The Cambridge workload prioritises quantity over quality
Patrick Dolan argues that a year abroad provides a space for academic reflection that Cambridge lacks

It may sound like a broken record coming from an MML student, but there’s simply no denying it: the year abroad has given me more time than I’ve ever had at Cambridge. Studying in Spain this year has granted me the novel privilege of being able to work at my own pace. Of course, this level of freedom is not necessarily a universal experience, but it is also not uncommon, especially relative to Cambridge.
It’s no surprise that the workload here is lighter, though that must not be conflated with it being easier. This has obviously been conducive to an excellent social life and making the most of my time abroad without excessively being glued to a laptop. From a purely academic perspective, it may appear that I’m not being worked as rigorously as I would be at Cambridge. However, I would argue that I have improved academically, or at least unlocked a potential that I was unable to access in Cambridge.
For instance, MML students are required to complete a year abroad project. I opted for the 8,000-word dissertation.
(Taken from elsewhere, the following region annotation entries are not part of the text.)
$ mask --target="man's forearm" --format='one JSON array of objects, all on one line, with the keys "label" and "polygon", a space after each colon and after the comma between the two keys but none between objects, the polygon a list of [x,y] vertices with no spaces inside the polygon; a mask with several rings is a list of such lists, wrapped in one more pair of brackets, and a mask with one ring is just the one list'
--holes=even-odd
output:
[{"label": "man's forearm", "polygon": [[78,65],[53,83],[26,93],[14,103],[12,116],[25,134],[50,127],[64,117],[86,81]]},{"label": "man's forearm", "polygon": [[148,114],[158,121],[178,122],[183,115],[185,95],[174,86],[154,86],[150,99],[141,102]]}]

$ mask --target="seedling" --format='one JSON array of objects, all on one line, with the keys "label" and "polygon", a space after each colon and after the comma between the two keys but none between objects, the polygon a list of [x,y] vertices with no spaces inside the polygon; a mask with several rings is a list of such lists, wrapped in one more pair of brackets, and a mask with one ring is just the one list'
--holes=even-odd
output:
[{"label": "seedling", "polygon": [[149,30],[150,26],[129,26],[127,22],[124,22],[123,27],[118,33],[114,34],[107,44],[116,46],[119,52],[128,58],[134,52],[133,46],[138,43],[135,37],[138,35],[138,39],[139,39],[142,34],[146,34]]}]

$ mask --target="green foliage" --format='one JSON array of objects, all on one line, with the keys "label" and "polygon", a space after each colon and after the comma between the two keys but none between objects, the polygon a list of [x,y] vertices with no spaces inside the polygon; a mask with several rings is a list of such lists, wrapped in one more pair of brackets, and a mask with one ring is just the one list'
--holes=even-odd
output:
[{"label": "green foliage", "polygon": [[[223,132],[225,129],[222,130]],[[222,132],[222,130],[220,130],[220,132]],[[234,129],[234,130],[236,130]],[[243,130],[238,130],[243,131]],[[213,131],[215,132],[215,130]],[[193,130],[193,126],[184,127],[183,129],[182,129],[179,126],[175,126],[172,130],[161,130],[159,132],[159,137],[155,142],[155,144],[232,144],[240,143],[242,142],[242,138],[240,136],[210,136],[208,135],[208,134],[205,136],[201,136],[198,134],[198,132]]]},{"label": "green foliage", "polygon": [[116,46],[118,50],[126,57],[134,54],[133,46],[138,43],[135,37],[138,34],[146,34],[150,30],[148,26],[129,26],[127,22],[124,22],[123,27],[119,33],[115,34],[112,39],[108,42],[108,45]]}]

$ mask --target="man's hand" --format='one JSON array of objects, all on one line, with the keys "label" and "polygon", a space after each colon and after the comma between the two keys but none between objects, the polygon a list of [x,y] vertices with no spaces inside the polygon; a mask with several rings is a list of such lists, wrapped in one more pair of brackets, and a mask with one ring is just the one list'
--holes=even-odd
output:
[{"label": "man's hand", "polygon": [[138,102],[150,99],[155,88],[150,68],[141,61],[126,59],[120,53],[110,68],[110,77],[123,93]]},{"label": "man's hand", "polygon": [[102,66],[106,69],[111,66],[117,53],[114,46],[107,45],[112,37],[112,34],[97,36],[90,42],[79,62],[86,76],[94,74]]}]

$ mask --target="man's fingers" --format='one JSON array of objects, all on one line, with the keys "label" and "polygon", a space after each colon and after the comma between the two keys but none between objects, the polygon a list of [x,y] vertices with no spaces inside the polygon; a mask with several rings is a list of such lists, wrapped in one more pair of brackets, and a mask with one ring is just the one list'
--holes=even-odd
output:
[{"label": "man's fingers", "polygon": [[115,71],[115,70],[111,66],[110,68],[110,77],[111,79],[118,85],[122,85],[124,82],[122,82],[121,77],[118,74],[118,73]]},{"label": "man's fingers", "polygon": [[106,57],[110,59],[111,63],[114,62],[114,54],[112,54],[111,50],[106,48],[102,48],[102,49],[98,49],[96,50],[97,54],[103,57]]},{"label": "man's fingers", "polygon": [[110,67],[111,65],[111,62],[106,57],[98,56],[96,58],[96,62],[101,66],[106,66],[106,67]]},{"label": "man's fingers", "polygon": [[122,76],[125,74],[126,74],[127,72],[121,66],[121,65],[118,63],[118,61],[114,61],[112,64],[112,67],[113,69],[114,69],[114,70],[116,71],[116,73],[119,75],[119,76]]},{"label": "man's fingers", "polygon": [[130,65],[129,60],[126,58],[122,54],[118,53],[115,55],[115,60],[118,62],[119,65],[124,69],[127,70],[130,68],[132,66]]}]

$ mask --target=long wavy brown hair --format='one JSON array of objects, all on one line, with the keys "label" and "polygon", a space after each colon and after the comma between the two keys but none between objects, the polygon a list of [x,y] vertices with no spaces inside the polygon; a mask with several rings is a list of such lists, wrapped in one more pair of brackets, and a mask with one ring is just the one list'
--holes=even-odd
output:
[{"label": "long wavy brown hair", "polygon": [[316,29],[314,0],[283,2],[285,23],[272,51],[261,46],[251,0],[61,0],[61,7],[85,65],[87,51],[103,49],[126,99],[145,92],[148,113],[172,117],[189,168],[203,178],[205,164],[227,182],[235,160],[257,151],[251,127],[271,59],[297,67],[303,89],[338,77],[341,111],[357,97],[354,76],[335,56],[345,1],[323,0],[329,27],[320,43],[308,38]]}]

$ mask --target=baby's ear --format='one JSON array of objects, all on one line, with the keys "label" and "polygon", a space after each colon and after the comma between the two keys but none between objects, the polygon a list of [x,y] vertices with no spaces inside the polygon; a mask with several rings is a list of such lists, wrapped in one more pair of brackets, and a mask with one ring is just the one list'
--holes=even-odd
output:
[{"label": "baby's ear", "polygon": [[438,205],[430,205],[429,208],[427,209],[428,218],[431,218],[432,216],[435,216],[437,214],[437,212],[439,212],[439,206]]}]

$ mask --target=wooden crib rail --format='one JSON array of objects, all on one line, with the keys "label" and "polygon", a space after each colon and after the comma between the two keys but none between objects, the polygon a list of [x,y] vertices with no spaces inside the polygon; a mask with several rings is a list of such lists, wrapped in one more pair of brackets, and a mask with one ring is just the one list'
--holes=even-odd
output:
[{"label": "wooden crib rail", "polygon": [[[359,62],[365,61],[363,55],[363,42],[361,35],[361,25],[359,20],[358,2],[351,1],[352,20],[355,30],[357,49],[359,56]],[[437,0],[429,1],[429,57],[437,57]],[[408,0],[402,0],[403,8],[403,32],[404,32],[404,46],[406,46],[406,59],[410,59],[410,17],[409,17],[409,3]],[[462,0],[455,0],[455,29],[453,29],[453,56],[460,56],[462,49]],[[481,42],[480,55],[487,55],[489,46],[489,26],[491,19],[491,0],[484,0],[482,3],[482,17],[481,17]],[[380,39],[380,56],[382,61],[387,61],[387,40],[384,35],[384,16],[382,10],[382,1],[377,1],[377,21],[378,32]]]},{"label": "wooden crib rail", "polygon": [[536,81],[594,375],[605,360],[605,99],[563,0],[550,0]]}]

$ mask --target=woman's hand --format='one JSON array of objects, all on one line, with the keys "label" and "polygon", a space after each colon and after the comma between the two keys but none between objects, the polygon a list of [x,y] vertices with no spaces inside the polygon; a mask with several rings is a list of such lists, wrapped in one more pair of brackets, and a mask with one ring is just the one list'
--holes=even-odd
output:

While I can’t say if my supervisor agrees just yet, I can confidently say that this has been the best academic work I’ve produced thus far during my time at Cambridge – ironically, because it was written in Madrid.
“Term often feels like a continuous exam, where the aim is to always just get something down on paper”
The reasons are pretty self-explanatory. It is the only piece of Cambridge work I am doing this year and so, I’ve had time to reflect and truly engage with the material. For once, I’ve been able to redraft meaningfully, and produce something I genuinely feel proud of, not just something mechanically written under pressure to get a decent 2:1. I only wish I could give every piece of Cambridge work this level of care. But, even when you’re putting in long hours in the library, that kind of sustained attention simply isn’t feasible.
When your mind is constantly occupied by the next deadline, you’re not encouraged to think, you’re encouraged to produce. Term often feels like a continuous exam, where the aim is to always just get something down on paper rather than meticulously taking the time to get it right. While I have witnessed many people do both, I, and many other students, simply do not work like this.
This is deeply ironic. Cambridge prides itself on its pursuit of excellence, and rightly so. It would be disrespectful to deny the university that. But, on a day-to-day basis, that ideal feels completely detached from how the system actually functions. The model conflates rigour with speed, as though true academic quality is best demonstrated by how quickly one can turn around something completely polished under pressure. Of course, deadlines do exist in the real world and academics do work under pressure, but those pressures are usually aligned with quality, not speed.
“You’re not encouraged to think, you’re encouraged to produce”
This truth is obvious to anyone who lives it. Despite this, Cambridge just won’t change. The current model reinforces the University’s old-age brand: prestigious, elite, and traditional. It rests on an antiquated belief that busyness equals brilliance; that intellectual strength is best proven by endurance.
This logic is self-defeating. It has created a culture where, during term time, students internalise the idea that quickly producing decent work is the goal, rather than learning to produce high-quality work through sustained thinking and revisions. The latter skill is essential not just for dissertations and coursework, but even for exams, where time is indeed limited but quality still matters. A weekly supervision essay may sharpen certain skills, but it does not always speak to a deeper engagement with that week’s material. How much can you reflect on specific feedback for one essay when the next is already under way?
My argument is not that Cambridge should be less demanding. It should be demanding by virtue, but that its demands must evolve. Rather than rewarding output or the ability to not combust under relentless pressure, Cambridge should shift its focus towards encouraging more high-quality and thoughtful work.
My time abroad has shown me that academic excellence, at least for me, seems to thrive not under harsh conditions but in an environment that allows for sitting with material and carefully troubling it. When students are given enough time to reflect and revise, many will move beyond the ‘good enough’ work that constant pressure produces. A solid 2:1 might quickly become a first if we were allowed to sit with content for just a bit longer.
Cambridge prides itself on educating the brightest minds. But if it wants to continue to honour this, it ought to re-examine how it defines academic success in undergraduate studies and whether its current pace allows students to reach their full potential at all.